Eintracht Frankfurt professional Martin Hinteregger is organizing an event for amateur football and concerts in his home country. What should be a fun long weekend is now open. Because research uncovers business connections between the footballer and a right-wing populist. Hinteregger reacted with outrage – and acted quickly.

Martin Hinteregger reacted with outrage to the research into him and his business relationship with a right-wing populist. “It’s unbelievable that a stranger can say such things about me,” writes the soccer professional from Eintracht Frankfurt on Instagram about journalist Michael Bonvalot. The Austrian had published research about the Austrian international on his blog.

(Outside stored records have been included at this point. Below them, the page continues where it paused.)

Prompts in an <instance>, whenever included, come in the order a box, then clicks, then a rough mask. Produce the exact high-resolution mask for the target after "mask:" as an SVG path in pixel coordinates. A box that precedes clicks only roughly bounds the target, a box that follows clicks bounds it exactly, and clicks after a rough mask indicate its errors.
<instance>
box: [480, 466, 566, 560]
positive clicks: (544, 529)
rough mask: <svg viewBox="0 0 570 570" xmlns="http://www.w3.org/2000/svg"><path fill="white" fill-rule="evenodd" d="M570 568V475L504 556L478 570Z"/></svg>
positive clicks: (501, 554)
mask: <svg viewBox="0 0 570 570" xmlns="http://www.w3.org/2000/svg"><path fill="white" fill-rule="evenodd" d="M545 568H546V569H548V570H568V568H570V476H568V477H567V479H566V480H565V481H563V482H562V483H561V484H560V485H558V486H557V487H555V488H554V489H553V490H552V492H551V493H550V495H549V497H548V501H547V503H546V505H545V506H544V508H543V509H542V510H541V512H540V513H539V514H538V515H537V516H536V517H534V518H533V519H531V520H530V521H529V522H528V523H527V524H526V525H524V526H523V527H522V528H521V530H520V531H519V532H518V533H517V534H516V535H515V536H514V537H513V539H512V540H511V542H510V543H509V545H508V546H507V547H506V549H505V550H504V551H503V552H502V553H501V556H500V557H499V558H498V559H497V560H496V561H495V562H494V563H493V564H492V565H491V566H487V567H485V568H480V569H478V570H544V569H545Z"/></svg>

It’s about the “Hinti Cup”, in which a hobby football tournament and concerts are to take place. He is planned for the coming week in Carinthia, Austria, in Hinteregger’s hometown of Sirnitz. The 29-year-old organizes this together with his business partner Heinrich Sickl and founded “Hinti Event GmbH” with him and a restaurateur. Sickl is a FPÖ politician who is known for his connections to the right-wing scene. Bonvalot calls him a “very well-known face in the Austrian right-wing scene”. According to the research, Sickl is said to have already organized events with Götz Kubitschek, the central figure of the new right.

Hinteregger disagrees with Bonvalot, who says it’s “rather unlikely that Hinteregger doesn’t have at least an idea who he’s working with.” Because Sirnitz has less than 300 inhabitants and Hinteregger’s father Franz is the head of the municipal office. “I have no knowledge of past or future activities on the part of the Sickl family, I just want to hold a football tournament and nothing more,” said Hinteregger.

Hinteregger also defended himself and Sickl: “I am rooted in Sirnitz just like the Sickl family, I would like to show my appreciation and thank my fans, patrons and supporters from childhood with the ‘Hinti-Cup’, and I got out of this reason to look for a suitable location.” Elisabeth Sickl, Heinrich’s mother, also belongs to the Sickl family. In 2000 she was Federal Minister for the FPÖ for a few months. She owns Albeck Castle, where the concerts are to take place. “It goes without saying that Albeck Castle, the property and the surrounding area are ideally suited for this,” Hinteregger explains the choice. “In the last 35 years there have been countless concerts, exhibitions and theater performances by national and international artists at Albeck Castle, such as [actor, editor’s note] Otto Schenk, [songwriter, editor’s note] Bluatschink, [ violinist, editor’s note] Franziska Pietsch and many more.”

Hinteregger continues: “I have friends all over the world through my time in professional football and also privately, and I clearly reject accusations that I am right-wing and continue to fight against any kind of discrimination!” However, Bonvalot emphasizes in his publication: “Hinteregger is not assumed to have any relevant attitude in this article.”

So that it cannot be assumed that he would associate with right-wing populists, he turns away from his business partner, despite the previous defense of the Sickl family. “Any business relationship with the Sickl family will be terminated with immediate effect based on the current state of knowledge, and the ‘Hinti-Cup’ event will be examined as an alternative in order to clarify a further course of action.” Sickl was listed as a press contact on the event website until Thursday morning, but has already been replaced. Whether the “Hinti-Cup”, to which DJ Ötzi and the Frankfurt rapper Vega were also expected, will actually take place is probably open.